Women in their 40s should begin getting mammograms whenever they want, members of a U.S. advisory group told a House hearing Wednesday, saying their "poorly worded" recommendations last month had confused people.
Physicians with the U.S. Preventive Services Task Force told a House hearing that they had not meant to suggest that screenings were unnecessary for patients in that age group. Instead, the physicians said, they meant that screening is more effective for those 50 to 74.
Republicans had trumpeted the initial recommendations, issued Nov. 16, as evidence that the Democratic-sponsored healthcare overhaul would lead to rationing of medical care. And women whose cancers were detected by early screening objected that their lives could have been lost if the recommendations had existed earlier.
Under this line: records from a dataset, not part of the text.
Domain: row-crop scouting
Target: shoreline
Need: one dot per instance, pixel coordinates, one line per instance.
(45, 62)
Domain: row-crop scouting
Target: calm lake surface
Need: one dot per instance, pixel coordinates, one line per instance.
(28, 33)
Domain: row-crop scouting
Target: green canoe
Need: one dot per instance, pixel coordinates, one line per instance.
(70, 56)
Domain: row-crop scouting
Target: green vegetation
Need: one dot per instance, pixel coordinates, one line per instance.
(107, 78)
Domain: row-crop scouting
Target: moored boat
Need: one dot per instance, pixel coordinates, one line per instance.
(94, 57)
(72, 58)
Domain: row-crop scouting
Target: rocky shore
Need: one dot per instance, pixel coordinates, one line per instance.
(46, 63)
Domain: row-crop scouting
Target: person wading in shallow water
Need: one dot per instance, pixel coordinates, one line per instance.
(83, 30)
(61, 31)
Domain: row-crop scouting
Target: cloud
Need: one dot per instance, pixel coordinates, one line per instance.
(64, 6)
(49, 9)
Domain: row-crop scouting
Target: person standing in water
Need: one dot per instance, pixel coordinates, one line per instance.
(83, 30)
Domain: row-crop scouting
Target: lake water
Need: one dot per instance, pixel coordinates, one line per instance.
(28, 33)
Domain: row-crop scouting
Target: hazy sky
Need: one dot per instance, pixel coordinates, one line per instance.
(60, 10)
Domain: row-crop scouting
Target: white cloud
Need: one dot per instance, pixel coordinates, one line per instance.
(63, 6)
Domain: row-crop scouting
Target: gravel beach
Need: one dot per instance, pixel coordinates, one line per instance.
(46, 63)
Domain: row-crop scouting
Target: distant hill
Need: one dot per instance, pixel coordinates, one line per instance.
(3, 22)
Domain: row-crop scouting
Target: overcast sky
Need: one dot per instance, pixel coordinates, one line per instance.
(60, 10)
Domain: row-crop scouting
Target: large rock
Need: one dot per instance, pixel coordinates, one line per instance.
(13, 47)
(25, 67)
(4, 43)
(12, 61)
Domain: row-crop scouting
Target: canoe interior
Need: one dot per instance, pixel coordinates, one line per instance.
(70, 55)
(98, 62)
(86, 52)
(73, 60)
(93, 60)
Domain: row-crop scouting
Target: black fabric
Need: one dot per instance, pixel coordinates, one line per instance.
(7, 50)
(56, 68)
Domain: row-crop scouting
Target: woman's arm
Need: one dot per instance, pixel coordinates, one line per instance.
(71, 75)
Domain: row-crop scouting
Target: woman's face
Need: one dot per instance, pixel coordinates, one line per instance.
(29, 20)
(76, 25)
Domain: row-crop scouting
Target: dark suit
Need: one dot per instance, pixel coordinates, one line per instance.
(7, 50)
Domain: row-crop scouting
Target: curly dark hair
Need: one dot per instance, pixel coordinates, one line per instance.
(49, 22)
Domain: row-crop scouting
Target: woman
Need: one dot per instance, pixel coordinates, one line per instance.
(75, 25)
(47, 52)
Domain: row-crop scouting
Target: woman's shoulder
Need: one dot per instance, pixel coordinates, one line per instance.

Democrats at the hearing of the House Energy and Commerce subcommittee on health said the proposed healthcare overhaul would expand coverage for women and promote use of scientific evidence in determining the best care.
"Many women will decide to have mammogram screening at age 40," said Diana Pettiti, a physician and vice chairwoman of the task force. "The task force supports those decisions. The task force communication was poor."
Rep. Henry A. Waxman (D-Beverly Hills), chairman of the Energy and Commerce Committee, said in a statement that he had no doubt the panel was "driven by science and by the interpretation of science -- and not by cost or insurance coverage or the ongoing healthcare debate."